Can a chess game be represented by less than 10N bits, where N is the number of moves (ply) in the game? I started wondering how much information is required to encode a Chess game. Since there are 64 squares on the board, it seemed that 12 bits would be required to encode a move, 6 for the starting square and 6 for the ending square.
However, we start with some additional information. There are 32 pieces on the chessboard, and each one can be labeled 0-31, requiring 5 bits of information. A queen at the center of an open board has 27 possible moves. No other piece can have more legal moves than that. Therefore we can come up with a scheme to encode the moves of each piece in 5 bits or less. Therefore, we should be able to encode an entire Chess game in 10N bits, where N is the number of moves (ply)? Does a more efficient encoding exist, and is there a general method to approach such problems?
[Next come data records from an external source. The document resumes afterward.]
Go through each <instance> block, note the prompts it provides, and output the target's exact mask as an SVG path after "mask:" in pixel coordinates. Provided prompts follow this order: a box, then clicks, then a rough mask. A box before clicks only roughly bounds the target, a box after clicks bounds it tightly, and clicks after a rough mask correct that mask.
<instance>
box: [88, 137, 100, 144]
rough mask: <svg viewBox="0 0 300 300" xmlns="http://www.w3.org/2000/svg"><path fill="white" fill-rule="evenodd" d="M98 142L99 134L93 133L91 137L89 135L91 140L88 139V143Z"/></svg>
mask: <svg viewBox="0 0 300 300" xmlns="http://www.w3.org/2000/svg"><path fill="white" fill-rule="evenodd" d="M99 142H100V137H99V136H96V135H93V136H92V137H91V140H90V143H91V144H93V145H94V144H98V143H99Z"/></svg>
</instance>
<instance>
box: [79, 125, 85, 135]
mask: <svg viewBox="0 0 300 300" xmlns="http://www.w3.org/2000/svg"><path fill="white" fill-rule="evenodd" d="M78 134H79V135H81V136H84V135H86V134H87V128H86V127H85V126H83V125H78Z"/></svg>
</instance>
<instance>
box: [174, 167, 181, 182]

 A: You have proven that $10N$ bits suffice for a game of $N$ ply.  This thread challenges people to find the chess position that has the most legal moves.  The answers were barely over $100$.  Assuming this does not go above $128$ we are down to $7N$.  Those positions had many white pieces and a single black king, so black's moves could be encoded in $3$ bits.  It would be interesting to find the position with the maximum product of white's moves times black's responses.  This answer says the canonical number is $35$ moves for one side and claims there is no solid justification.  Another in the thread shows a graph of average moves available in a large sample of games.  It peaks close to $40$ for white's $15^{th}$ move but is below $32$ almost all the time.  This would get you close to $5N$.  You would just have a way to list all the possible moves for a position in order, then use the minimum number of bits to pick a move out of the order.  You could improve this by computing all the two ply continuations and picking one out of the list.  That could save you fractions of a bit per ply, but it will be hard to quantify.
I think trying to do much better than this requires careful though about the rules of chess.  The opening position has $20$ moves available, which needs about $4.322$ bits.  After a little while a number of the moves are captures.  Those will often reduce the future options, so we could assign extra bits to encode a capture and save some fractions of a bit for noncaptures.
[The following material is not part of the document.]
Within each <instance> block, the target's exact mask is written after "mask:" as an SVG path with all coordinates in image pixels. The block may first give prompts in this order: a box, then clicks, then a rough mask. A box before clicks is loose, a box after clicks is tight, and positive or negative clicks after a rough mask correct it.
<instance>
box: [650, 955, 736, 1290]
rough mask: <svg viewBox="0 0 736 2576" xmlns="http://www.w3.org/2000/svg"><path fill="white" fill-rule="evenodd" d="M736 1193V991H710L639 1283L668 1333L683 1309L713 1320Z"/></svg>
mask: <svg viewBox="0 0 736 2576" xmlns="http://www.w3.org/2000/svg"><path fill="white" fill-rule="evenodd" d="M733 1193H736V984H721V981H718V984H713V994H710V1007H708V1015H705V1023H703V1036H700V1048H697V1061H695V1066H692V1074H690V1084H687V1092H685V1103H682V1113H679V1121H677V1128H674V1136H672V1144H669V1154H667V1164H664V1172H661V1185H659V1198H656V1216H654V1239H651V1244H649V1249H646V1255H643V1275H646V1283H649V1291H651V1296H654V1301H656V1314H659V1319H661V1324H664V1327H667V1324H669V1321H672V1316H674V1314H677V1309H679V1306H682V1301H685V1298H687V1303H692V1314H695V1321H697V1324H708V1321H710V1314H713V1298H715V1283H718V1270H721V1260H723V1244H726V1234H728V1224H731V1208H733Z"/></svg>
A: There certainly are more compact encodings, because the encoding scheme could be position dependent. For example, at the start and in the end game there are many fewer possible moves.
What you would save in space by using fewer bits you would pay back in time en- and decoding, which would require more processing.
You could even apply standard compression algorithms to the normal algebraic notation for a game. That would probably not reduce to just $10$ bits per ply. It might be interesting to experiment.